Les implications : piloter le yield par capability, pas par infrastructure
Il ne suffit plus de mesurer des coûts globaux ou des marges agrégées. Il faut descendre au niveau de l’exécution métier. Combien coûte une décision ? Combien rapporte-t-elle ? Quel est le coût d’une erreur ? Quel est le prix d’un gain de précision ? Ces questions n’ont rien de nouveau dans un Codir compétent. Ce qui est nouveau, c’est qu’elles s’appliquent désormais à chaque unité d’exécution agentique.
Cela suppose une gouvernance que la plupart des organisations n’ont pas encore construite. Sans observabilité fine, sans capacité à comparer différentes variantes d’exécution, sans traçabilité des décisions prises par les agents — le yield se dégrade mécaniquement. L’agentique laissée seule consomme mais l’agentique gouvernée produit. C’est la différence entre deux modèles d’entreprise, pas entre deux choix technologiques.
Les architectures qui domineront ne seront pas celles qui maximisent l’usage de l’IA. Ce seront celles qui savent arbitrer en permanence entre coût et valeur. Qui savent quand ne pas utiliser un modèle avancé.
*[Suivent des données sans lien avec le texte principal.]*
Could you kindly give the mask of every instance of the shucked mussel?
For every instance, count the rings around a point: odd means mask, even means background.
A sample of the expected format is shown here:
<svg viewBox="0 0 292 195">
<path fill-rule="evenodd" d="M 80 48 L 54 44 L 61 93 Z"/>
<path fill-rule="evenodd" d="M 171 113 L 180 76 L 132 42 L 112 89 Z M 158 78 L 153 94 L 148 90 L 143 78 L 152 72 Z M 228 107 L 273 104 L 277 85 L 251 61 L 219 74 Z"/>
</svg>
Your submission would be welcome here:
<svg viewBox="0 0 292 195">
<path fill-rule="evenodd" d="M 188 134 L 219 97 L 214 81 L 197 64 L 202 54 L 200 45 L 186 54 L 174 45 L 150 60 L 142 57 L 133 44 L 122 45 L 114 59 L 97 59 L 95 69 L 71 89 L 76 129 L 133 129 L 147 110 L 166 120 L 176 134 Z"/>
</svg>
Qui savent dégrader intelligemment selon le contexte. Qui savent apprendre de leur propre exécution pour recalibrer en continu.
Ce que John Hagel III formulait autrement : la valeur ne vient plus du stock — de la puissance accumulée — mais du flux; de la capacité à ajuster, à apprendre, à orchestrer en temps réel. L’agentique est la démonstration la plus radicale de ce principe. Le yield, dans ce monde agentique, est une fonction de l’orchestration ce n’est pas une propriété de la plateforme.
Ce que vous devriez vous demander dès aujourd’hui
Votre organisation sait-elle lire la stratégie de ses agents dans la structure de ses capabilities ? Peut-elle expliquer, pour chaque exécution agentique en production, ce qu’elle coûte et ce qu’elle produit ? A-t-elle un niveau de gouvernance qui lui permet de modifier un périmètre d’exécution sans tout reconstruire ?
Si la réponse à ces trois questions n’est pas un oui franc, le scalable yield que vous imaginez tirer de l’IA agentique ne se matérialisera pas. Ce n’est pas une limite technologique. C’est une limite architecturale. Et contrairement à la première, la seconde se corrige mais à condition de la nommer honnêtement.
Certaines plateformes ont fait ce choix de nommer les choses avant que le marché ne les y contraigne en posant la capability comme unité d’exécution, la Branch comme contrat de périmètre, la gouvernance comme fondation et non comme contrainte. Stackmint.ai en fait partie, mais ce n’est pas là le sujet de cet article.
Le sujet, c’est la question que votre organisation devrait se poser ce matin, avant même de penser à ses agents: quelles capabilities avec quelle gouvernance?
Le scalable yield n’a pas disparu. Il a changé de nature. À l’ère agentique, il n’est plus une propriété de l’infrastructure — c’est une conséquence de la maîtrise de ses capabilities. Amplifier du vide reste un exercice futile. Construire sur des fondations claires, mesurables et gouvernées — c’est là que le yield réapparaît.